Como disse: pesquiso, pergunto, oiço e converso. E de tudo o que ando a ouvir, há duas coisas que fixei na memória: que o investimento neste tipo de tecnologia é muito séria, com muita gente e muito dinheiro envolvido, que se pesquisam muitos campos, e que todos os problemas levantados têm solução. Mas também sei que há um "big picture". Já vos disse sobre a mobilidade nas cidades, sobre os carros autónomos. Sei perfeitamente que não haverá 1,2 mil milhões de carros elétricos em 2040, por exemplo, por vários motivos. Primeiro, porque haverão outros tipos de carros (híbridos e hidrogénio, ente outros) e também porque as soluções de mobilidade, como o "car-sharing" irão fazer com que as nossas necessidades de ter um carro, como se estivesse na nossa posse, diminuírem bastante. Não ficaria admirado se o número de carros a circular nessa altura diminuir bastante... 

Não sei o que os outros andam a fazer a mesma coisa do que eu, mas dos céticos, também há uma coisa que fixei: que quase todos os seus argumentos são demasiadamente vagos, e que muita da informação que eles andam a divulgar para justificar o seu ceticismo tem como base muita desinformação, e até "fake news". E para mim é um sinal de alarme, porque muitas das vezes são pessoas que acreditam em teorias da conspiração. Os tais que meteram aquele "Agente Laranja" na Casa Branca, por exemplo. 
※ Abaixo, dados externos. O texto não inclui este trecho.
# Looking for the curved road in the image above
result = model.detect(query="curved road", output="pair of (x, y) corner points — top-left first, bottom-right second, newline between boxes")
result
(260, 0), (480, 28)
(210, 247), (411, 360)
Logo, temos de ter cuidado numa coisa. O outro lado declarou guerra e este campo está a virar uma batalha politica. E não chega mostrar coisas e acreditar na Ciência e Tecnologia para funcionar. O outro lado, se for preciso, também dirá que é anti-Ciência e anti-Tecnologia. Neste campo, se eles querem ganhar, não bastam os cientistas, também precisamos de politicos e de pregadores, porque o outro lado não se renderá tão cedo.